Blow Up Hall 5050 was built from scratch with demolition materials and only the brick facades were preserved. Due to the fact that the interiors were ruined and had no aesthetic value with ordinary plastered small ceilings, the architects decided to take a special step: The building of the hotel should be extended by one floor because of the differences in levels and functions, but not upwards as usual, but downwards. Today, the imposing staircase not only takes you up to the luxurious bar.
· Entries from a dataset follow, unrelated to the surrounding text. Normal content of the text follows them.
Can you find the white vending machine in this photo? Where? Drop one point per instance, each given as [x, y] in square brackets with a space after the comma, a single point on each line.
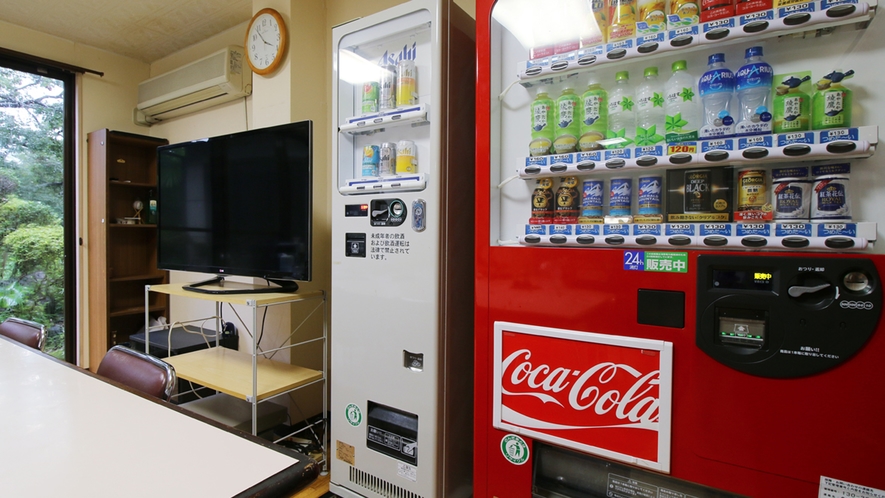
[402, 253]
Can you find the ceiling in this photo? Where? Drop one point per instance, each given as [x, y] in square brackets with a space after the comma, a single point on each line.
[146, 30]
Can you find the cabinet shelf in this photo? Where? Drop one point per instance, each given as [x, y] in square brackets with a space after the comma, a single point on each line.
[122, 183]
[755, 27]
[802, 236]
[136, 278]
[135, 310]
[847, 143]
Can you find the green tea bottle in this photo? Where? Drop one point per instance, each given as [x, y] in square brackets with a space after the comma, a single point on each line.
[594, 118]
[568, 122]
[542, 124]
[831, 106]
[792, 106]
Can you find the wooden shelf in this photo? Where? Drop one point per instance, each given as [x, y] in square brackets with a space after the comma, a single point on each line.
[230, 372]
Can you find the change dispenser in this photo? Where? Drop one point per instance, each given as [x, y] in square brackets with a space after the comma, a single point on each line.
[785, 317]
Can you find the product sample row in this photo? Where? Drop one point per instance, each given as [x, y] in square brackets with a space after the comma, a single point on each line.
[720, 104]
[720, 194]
[389, 158]
[612, 21]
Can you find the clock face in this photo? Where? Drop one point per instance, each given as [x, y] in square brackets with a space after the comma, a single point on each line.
[265, 42]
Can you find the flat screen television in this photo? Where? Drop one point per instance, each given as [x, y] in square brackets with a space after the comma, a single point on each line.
[238, 204]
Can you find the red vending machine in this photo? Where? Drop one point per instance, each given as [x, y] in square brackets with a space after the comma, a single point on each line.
[678, 287]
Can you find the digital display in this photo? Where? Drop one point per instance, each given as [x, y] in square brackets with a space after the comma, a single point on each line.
[758, 279]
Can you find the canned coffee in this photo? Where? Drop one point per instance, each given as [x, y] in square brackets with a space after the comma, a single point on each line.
[697, 191]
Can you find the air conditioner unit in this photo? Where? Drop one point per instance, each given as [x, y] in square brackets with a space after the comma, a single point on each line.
[212, 80]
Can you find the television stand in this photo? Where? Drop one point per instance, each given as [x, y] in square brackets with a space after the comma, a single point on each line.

Guests can also turn left at the top and enter through a door directly into the shopping mall.
The art in Blow Up Hall 5050 – why a cult movie became the namesake
The history of the Blow Up installation is interesting. The intention of artist Rafael Lozano-Hemmer is to create a platform for public participation. The hotel guest should not only experience art, but also participate in it. At the heart of the architecture and performance is his interactive work using the latest technologies. At London’s Frieze Art Fair, entrepreneur Grażyna Kulczyk discovered this work by Lozano-Hemmer. She could imagine bringing such a project to life in the place that combines art, hotel and shopping center. She commissioned Lozano – Hemmer to create the project Blow up, designed specifically for the hotel Blow UP Hall 5050. It is an interactive installation that uses computer monitoring systems to create fragmentary mosaic structures. The guest experiences how the image they see turns them into an object that is processed further and further. When a guest enters a hotel, more than 3,000 virtual cameras share his image, which we can observe on a plasma monitor. The work refers to the idea of universal surveillance. It is inspired in part by Antonioni’s film Blow up and in part by the essence of extension, which allows hidden meanings to be uncovered.
The woman who collects breweries
Grażyna Kulczyk, by the way, has a new brewery project in the works quite recently. After the Polish government showed no interest in her extensive collection of Polish and European contemporary art, the entrepreneur is now investing millions in an old brewery building in the village of Susch in the Lower Engadine. Breweries seem to have brought her luck. The museum will open near Davos in 2018, and already there is a sense of optimism in the sleepy Swiss village thanks to the investments of the rich Polish woman.
I’m almost inclined to compare this story to Dürenmatt’s Visit to the Old Lady. But the rich patroness from Poland certainly has no old scores to settle in Susch and is not looking for revenge there, but only for a representative and unique setting for her art collection. It will be interesting to see how this brewery project develops.